REPUBLIKA.CO.ID, JENEWA – Sebuah panel ahli PBB telah mendesak komunitas internasional mengambil tindakan untuk menghentikan aksi penggusuran dan pemindahan paksa warga Palestina oleh Israel di Yerusalem Timur. Mereka menyebut tindakan Israel itu adalah bagian aneksasi dan de-Palestinaiasi Yerusalem.
Panel pakar PBB terdiri dari pelapor khusus situasi hak asasi manusia (HAM) di wilayah Palestina yang diduduki Francesca Albanese, pelapor khusus tentang hak atas perumahan layak Balakrishnan Rajagopal, dan pelapor khusus tentang HAM pengungsi internal Paula Gaviria Betancur.
Dalam sebuah pernyataan bersama, mereka mengungkapkan, saat ini perhatian dunia tengah tertuju pada kesewenang-wenangan pasukan Israel di kompleks Masjid Al-Aqsa serta serangan terhadap Israel yang diluncurkan dari Jalur Gaza, Lebanon, dan Suriah. “Sementara itu kematian sepuluh kali lipat warga Palestina tidak menjadi berita utama yang sama,” kata para pakar PBB tersebut, Kamis (13/4/2023), dikutip laman Middle East Monitor.
Mereka menekankan, di bawah pendudukan Israel, warga Palestina terus dipaksa keluar dari rumah mereka. Israel kemudian merampas tanah dan properti mereka berdasarkan undang-undang yang diskriminatif. "Mereka (Israel) mengatakan undang-undang ini dirancang untuk mengkonsolidasikan kepemilikan Yahudi di Yerusalem, mengubah komposisi dan status demografisnya,” ucap mereka.
Menurut mereka, keputusan Israel memindahkan penduduknya ke wilayah Palestina yang diduduki menegaskan niat yang disengaja untuk menjajah.

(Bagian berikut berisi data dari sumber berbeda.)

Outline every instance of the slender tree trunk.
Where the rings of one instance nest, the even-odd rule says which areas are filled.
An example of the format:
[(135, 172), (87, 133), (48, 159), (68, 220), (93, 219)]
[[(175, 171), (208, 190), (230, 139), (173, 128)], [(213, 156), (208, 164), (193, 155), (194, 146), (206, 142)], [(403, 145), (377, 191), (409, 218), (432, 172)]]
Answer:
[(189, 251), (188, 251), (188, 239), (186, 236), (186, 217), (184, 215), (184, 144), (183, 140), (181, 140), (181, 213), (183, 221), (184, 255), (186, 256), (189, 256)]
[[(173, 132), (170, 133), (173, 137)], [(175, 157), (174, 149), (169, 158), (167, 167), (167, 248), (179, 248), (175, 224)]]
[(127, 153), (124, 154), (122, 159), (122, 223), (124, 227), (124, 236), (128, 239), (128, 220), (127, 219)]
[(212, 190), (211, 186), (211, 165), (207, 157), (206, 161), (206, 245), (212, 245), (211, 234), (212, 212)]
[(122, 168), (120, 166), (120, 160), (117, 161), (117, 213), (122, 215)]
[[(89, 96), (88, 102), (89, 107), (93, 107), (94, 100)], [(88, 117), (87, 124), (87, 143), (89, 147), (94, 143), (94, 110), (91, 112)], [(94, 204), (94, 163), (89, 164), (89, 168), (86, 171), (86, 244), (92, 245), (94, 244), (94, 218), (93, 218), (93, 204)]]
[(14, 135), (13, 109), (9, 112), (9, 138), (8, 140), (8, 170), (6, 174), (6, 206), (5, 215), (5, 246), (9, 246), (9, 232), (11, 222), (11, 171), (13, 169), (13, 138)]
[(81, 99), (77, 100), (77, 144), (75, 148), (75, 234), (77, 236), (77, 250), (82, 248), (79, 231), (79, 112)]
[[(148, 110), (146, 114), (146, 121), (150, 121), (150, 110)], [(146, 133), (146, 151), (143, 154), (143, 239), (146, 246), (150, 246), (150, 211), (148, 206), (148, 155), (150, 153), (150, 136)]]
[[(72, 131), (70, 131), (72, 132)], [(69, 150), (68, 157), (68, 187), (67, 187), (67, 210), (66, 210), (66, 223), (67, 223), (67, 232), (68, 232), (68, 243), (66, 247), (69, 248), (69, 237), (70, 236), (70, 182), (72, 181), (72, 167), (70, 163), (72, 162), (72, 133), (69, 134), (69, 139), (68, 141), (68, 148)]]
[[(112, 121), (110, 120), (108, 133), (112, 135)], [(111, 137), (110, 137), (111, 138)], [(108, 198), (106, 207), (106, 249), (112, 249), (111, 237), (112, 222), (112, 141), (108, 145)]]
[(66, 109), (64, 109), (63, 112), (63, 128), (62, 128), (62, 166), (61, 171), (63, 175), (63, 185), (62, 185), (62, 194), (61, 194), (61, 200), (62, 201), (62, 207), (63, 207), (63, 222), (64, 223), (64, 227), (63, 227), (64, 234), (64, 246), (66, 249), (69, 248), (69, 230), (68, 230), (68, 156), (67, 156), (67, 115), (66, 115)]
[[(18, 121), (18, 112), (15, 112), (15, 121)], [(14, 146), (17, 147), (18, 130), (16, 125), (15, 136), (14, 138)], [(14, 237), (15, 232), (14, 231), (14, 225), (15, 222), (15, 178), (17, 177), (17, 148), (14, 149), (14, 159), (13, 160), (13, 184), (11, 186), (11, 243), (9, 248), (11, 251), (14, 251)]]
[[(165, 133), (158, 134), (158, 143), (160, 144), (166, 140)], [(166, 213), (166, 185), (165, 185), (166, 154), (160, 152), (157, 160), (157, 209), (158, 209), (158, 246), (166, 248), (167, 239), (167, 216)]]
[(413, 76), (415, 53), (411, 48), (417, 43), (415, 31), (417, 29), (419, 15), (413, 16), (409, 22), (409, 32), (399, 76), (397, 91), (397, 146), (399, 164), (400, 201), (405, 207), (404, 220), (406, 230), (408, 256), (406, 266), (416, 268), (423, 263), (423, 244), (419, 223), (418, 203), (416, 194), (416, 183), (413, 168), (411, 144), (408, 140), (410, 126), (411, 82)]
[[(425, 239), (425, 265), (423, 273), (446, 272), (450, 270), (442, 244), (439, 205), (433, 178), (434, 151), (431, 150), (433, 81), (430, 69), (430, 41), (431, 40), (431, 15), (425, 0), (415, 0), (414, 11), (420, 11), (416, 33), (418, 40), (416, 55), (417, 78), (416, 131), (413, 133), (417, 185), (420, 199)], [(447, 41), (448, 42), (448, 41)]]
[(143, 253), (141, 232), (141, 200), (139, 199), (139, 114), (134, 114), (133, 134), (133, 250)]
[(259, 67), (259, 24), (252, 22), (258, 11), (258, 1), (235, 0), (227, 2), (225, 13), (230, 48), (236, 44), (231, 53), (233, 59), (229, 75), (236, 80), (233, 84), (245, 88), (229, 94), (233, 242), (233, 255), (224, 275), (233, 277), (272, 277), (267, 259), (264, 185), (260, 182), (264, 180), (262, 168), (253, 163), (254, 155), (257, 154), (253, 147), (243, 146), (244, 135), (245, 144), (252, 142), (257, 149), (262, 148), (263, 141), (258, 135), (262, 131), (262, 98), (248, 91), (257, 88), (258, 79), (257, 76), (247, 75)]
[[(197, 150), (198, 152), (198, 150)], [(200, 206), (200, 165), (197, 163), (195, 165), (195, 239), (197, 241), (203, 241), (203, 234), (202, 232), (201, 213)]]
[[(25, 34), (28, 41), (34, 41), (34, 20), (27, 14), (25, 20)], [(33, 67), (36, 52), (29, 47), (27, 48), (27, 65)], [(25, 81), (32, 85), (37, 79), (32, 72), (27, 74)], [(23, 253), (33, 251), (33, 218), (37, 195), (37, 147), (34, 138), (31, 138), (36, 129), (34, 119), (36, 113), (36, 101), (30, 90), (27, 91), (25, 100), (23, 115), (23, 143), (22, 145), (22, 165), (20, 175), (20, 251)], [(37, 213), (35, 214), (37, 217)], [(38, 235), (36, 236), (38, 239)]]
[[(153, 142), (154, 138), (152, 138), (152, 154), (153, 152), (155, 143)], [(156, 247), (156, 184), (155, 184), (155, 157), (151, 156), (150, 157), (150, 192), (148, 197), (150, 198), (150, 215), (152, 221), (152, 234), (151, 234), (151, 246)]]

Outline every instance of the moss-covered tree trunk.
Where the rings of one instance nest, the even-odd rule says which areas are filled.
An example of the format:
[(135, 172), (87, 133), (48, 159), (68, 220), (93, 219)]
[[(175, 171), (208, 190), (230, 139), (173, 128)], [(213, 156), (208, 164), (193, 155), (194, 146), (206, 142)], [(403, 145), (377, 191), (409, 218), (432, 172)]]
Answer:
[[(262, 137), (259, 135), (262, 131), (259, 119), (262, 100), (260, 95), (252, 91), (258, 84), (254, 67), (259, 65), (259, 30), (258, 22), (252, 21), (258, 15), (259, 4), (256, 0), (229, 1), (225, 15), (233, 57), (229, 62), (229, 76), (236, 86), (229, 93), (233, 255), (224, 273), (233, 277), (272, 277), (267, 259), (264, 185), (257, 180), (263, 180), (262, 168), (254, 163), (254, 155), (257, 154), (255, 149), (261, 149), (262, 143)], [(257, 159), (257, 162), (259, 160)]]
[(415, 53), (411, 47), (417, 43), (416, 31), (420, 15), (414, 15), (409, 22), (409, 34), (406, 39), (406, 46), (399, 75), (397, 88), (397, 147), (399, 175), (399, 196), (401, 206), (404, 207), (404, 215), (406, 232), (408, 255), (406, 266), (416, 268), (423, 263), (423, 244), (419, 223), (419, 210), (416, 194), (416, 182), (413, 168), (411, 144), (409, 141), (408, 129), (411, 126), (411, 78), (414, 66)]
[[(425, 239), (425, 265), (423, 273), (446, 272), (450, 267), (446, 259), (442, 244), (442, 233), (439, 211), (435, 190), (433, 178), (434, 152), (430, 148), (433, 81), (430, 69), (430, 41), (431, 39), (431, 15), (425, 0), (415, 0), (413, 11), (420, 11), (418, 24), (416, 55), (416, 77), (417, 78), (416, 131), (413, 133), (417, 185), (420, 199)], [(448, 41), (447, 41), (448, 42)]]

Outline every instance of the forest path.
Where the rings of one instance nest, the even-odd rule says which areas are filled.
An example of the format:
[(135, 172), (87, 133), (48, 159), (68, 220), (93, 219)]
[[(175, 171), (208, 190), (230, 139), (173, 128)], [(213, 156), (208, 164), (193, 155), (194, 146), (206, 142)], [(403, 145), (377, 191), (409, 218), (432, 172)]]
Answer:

Praktik demikian sangat ditentang dan dilarang oleh hukum internasional. Ketiga pakar PBB mengungkapkan, terdapat 150 keluarga Palestina di lingkungan sekitar Kota Tua Yerusalem, seperti Silwan dan Sheikh Jarrah, yang berisiko menghadapi penggusuran paksa oleh otoritas Israel serta organisasi pemukim.
“Selama beberapa dekade terakhir, ratusan properti warga Palestina di Yerusalem Timur yang diduduki telah diambil alih oleh para pemukim, sebagian karena undang-undang yang mengklaim mengizinkan pengalihan properti Yahudi pra-1948 kepada 'pemilik asli Yahudi' atau 'ahli waris’ mereka,” kata Albanese, Rajagopal, dan Betancur dalam pernyataan bersama mereka.
"Ini adalah tindakan hukum. Undang-undang ini diskriminatif dan serakah dengan sengaja, dan tidak ada hak untuk restitusi seperti itu bagi lebih dari 1 juta warga Palestina dan keturunan mereka yang terlantar serta dirampas dari Yerusalem, Israel, dan seluruh Tepi Barat serta Gaza pada 1947 dan 1967. Mereka masih merindukan keadilan," kata mereka menambahkan.
Mereka mengingatkan, pendirian dan perluasan pemukiman ilegal di wilayah pendudukan merupakan pelanggaran berat hukum internasional. Tindakan itu bisa dituntut di bawah Statuta Roma. Mereka mengungkapkan, bagi warga Palestina, penikmatan HAM adalah harapan yang jauh. Sebab penindasan hak-hak tersebut merupakan bagian dari arsitektur pendudukan Israel.
"Pendudukan selama hampir 56 tahun dan cara yang diizinkan untuk melakukan dirinya sendiri dengan impunitas umum dan tanpa konsekuensi, membuat hukum internasional menjadi lelucon dan kredibilitas sistem yang diamanatkan untuk menegakkannya. Pendudukan harus diakhiri secepatnya dan, sampai hari itu, Israel harus sepenuhnya mematuhi hukum humaniter internasional dan kewajiban hukum HAM internasional,” kata para pakar PBB.